Meta Glasses: KI-Brille ab 299$ | Was sich wirklich ändert
bis Thomas Pichard auf Jul 10, 2026
Meta Glasses: die KI-Brille für 299$, die wirklich verändert
Meta hat gerade eine neue Reihe von vernetzten Brillen unter der eigenen Marke eingeführt: die Meta Glasses. Zum ersten Mal verzichtet das Unternehmen auf die Ray-Ban- und Oakley-Logos, um den eigenen Namen in den Vordergrund zu stellen. Einstiegspreis: 299 Dollar. Das Ergebnis: ein zugänglicheres Produkt, klarer als Meta positioniert und eindeutig darauf ausgerichtet, einen Massenmarkt zu erobern, der nur auf das richtige Signal gewartet hat.
Meta Glasses: eine neue Markenstrategie
Bisher verbarg Meta seine Technologie hinter Premium-Marken wie Ray-Ban oder Oakley, beides Tochterunternehmen von EssilorLuxottica. Diese industrielle Partnerschaft bleibt bestehen: Die neuen Meta Glasses werden weiterhin mit EssilorLuxottica hergestellt.

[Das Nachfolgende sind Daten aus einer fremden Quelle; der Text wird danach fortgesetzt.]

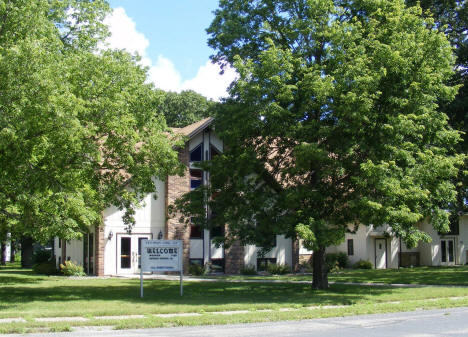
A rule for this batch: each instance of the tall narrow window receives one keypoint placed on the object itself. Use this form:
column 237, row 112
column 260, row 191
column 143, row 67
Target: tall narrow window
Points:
column 196, row 178
column 125, row 253
column 214, row 151
column 196, row 231
column 350, row 247
column 443, row 246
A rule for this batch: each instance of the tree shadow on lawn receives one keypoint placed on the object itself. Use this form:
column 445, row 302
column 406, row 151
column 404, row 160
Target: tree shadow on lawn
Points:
column 419, row 275
column 163, row 293
column 19, row 276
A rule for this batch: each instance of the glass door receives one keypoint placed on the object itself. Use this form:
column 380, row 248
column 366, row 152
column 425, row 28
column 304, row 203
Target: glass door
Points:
column 447, row 251
column 129, row 252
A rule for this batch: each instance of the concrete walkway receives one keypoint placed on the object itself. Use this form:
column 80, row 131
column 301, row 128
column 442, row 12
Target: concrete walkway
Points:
column 199, row 279
column 190, row 314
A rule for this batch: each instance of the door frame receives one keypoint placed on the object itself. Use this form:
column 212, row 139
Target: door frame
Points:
column 117, row 255
column 375, row 252
column 447, row 239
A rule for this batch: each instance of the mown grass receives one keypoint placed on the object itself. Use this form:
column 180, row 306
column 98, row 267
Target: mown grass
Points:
column 23, row 294
column 457, row 275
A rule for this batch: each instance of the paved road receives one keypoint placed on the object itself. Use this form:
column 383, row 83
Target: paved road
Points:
column 431, row 323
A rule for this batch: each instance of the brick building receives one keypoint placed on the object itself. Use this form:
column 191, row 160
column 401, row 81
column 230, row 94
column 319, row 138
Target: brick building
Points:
column 111, row 250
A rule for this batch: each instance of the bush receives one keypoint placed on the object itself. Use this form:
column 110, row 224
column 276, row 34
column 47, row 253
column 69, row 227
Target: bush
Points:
column 278, row 269
column 248, row 270
column 41, row 256
column 306, row 267
column 71, row 269
column 362, row 264
column 46, row 268
column 197, row 270
column 336, row 261
column 343, row 260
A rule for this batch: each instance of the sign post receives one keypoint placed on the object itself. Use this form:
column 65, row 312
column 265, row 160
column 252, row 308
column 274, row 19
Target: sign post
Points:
column 161, row 255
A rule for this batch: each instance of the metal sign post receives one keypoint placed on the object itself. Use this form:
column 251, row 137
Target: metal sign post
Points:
column 161, row 255
column 181, row 264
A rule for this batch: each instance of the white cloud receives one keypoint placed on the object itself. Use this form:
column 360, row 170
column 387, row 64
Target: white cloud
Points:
column 163, row 72
column 209, row 82
column 124, row 33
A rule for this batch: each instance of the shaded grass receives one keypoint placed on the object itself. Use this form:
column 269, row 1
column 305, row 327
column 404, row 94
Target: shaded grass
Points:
column 457, row 275
column 251, row 317
column 26, row 295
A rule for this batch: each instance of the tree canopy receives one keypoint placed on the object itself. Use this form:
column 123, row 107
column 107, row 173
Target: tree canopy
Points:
column 78, row 126
column 333, row 122
column 452, row 19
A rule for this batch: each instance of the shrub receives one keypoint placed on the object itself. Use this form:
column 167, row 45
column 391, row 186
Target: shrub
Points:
column 336, row 261
column 41, row 256
column 342, row 259
column 248, row 270
column 197, row 270
column 71, row 269
column 278, row 269
column 46, row 268
column 306, row 267
column 362, row 264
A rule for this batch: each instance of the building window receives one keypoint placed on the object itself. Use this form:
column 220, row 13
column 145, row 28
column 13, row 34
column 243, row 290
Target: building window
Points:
column 214, row 152
column 217, row 266
column 350, row 247
column 196, row 231
column 196, row 178
column 196, row 154
column 197, row 262
column 262, row 263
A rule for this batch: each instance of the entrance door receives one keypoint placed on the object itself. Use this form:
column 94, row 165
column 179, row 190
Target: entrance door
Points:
column 380, row 253
column 129, row 252
column 447, row 251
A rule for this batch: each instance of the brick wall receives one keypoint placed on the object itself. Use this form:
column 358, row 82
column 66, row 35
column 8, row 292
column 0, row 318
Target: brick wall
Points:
column 234, row 258
column 305, row 258
column 295, row 255
column 99, row 244
column 176, row 186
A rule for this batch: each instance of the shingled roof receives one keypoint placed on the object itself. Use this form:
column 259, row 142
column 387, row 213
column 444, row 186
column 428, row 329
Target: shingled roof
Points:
column 192, row 129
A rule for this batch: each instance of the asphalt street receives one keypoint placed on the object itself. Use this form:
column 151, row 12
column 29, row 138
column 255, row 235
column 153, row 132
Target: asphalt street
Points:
column 422, row 323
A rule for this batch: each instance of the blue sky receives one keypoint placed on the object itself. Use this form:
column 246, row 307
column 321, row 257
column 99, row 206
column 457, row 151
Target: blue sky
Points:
column 171, row 38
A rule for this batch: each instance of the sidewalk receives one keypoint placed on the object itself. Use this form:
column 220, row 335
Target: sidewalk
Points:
column 208, row 279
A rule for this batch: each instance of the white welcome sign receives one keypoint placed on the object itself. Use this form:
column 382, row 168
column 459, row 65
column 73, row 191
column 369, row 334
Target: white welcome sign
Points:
column 161, row 255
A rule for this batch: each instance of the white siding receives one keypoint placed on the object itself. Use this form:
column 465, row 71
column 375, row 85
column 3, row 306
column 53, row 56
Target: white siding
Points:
column 150, row 219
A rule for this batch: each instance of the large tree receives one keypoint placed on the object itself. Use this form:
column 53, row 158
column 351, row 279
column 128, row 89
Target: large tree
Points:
column 333, row 122
column 78, row 130
column 452, row 19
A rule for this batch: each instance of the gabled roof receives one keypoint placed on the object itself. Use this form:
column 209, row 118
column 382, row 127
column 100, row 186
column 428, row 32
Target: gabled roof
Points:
column 195, row 128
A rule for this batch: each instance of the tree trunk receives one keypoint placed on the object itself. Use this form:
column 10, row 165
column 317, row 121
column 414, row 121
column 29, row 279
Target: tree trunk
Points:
column 3, row 259
column 12, row 251
column 320, row 272
column 26, row 252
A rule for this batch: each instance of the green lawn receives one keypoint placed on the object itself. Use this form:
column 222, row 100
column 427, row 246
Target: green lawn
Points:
column 23, row 294
column 419, row 275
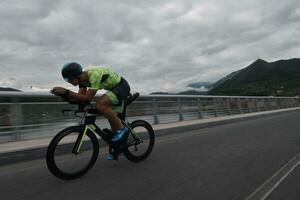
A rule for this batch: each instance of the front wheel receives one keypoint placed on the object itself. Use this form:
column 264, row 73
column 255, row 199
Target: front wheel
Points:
column 140, row 141
column 61, row 160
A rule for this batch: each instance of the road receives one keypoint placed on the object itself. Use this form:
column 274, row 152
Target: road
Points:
column 223, row 162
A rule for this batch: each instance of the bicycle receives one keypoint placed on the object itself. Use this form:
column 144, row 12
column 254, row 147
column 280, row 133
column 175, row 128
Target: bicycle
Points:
column 82, row 144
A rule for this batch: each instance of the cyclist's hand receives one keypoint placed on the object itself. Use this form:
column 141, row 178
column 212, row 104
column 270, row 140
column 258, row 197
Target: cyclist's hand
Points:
column 59, row 91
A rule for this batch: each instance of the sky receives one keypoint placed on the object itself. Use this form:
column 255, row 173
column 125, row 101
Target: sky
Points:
column 158, row 45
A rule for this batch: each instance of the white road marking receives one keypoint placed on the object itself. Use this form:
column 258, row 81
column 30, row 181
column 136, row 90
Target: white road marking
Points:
column 273, row 182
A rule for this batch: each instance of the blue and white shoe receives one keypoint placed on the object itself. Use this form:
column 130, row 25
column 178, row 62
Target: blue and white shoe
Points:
column 111, row 157
column 120, row 134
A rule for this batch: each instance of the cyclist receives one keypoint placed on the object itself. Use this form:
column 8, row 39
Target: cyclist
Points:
column 89, row 82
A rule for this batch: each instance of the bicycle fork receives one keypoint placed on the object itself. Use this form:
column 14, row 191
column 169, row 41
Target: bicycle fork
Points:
column 79, row 139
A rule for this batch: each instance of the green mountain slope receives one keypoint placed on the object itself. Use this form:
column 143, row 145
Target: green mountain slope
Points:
column 261, row 78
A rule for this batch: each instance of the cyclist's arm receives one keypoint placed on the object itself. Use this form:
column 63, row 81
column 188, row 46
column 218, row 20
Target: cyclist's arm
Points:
column 82, row 90
column 90, row 93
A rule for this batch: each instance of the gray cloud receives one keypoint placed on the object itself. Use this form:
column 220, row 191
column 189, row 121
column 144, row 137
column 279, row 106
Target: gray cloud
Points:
column 157, row 45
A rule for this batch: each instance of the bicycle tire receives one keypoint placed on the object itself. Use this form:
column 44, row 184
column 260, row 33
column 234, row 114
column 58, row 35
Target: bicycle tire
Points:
column 151, row 137
column 50, row 155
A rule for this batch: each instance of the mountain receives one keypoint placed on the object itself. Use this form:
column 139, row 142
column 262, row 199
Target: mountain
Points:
column 9, row 89
column 262, row 78
column 200, row 85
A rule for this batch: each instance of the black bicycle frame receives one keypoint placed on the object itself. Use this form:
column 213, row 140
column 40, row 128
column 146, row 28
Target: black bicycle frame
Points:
column 89, row 125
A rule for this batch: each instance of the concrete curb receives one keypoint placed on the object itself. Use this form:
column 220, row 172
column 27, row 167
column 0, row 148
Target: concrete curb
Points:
column 22, row 155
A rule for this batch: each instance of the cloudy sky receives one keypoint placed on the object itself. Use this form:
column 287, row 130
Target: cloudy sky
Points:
column 158, row 45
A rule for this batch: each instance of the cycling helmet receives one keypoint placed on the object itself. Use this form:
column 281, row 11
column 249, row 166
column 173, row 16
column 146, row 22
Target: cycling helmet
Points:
column 71, row 71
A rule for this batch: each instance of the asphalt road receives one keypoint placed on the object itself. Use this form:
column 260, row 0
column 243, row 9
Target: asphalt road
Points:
column 222, row 162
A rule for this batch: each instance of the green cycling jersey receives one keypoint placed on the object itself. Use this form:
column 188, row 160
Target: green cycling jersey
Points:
column 103, row 78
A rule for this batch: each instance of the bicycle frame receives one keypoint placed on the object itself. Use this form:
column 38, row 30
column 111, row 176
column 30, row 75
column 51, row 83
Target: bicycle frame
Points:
column 88, row 124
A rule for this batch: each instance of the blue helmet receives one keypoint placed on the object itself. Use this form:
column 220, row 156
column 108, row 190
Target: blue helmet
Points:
column 71, row 71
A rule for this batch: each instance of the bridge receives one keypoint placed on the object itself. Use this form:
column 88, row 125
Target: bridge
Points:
column 207, row 147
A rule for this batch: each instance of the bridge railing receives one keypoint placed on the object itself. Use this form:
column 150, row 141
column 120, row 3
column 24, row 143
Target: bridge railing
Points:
column 29, row 115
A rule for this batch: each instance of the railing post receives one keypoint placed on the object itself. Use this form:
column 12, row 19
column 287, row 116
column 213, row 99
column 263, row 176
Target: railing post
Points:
column 240, row 106
column 199, row 109
column 215, row 107
column 156, row 112
column 180, row 109
column 15, row 119
column 228, row 106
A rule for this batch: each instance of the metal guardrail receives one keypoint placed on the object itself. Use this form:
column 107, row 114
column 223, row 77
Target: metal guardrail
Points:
column 28, row 115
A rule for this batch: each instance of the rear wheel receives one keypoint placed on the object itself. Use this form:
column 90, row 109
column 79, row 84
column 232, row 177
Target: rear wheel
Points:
column 139, row 142
column 62, row 162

Aber diesmal kein externes Logo. Nur der Name Meta, im Vordergrund.
Dieser Strategiewechsel ist bedeutsam. Durch den Wegfall der Ray-Ban-Lizenz konnte Meta den Preis im Vergleich zur Ray-Ban Meta gen 2 um 110 Euro senken. Die Modelle Adventurer und Fury starten bei 309 Euro. Das ist ein starkes Signal: Meta möchte seinen Namen als vollwertige Tech-Marke im Alltag der Verbraucher etablieren – nicht nur in Geek-Kreisen.

Laut Counterpoint Research halten Meta und EssilorLuxottica bereits mehr als 80 % des Smart-Glasses-Marktes. Dieser Launch festigt die bereits dominante Position weiter.
Technische Daten der Meta Glasses: Was sich ändert (und was bleibt)
Keine Revolution unter der Haube. Die Meta Glasses sind mit dem Snapdragon AR1 Gen 1-Prozessor ausgestattet, identisch mit beiden Generationen der Ray-Ban Meta. Die 12-Megapixel-Kamera bleibt erhalten. Die Akkulaufzeit übersteigt 8 Stunden Nutzung, das Ladecase verlängert die Laufzeit um bis zu 40 weitere Stunden. Bluetooth 5.3, Wi-Fi 6: die Konnektivität ist auf erwartetem Niveau.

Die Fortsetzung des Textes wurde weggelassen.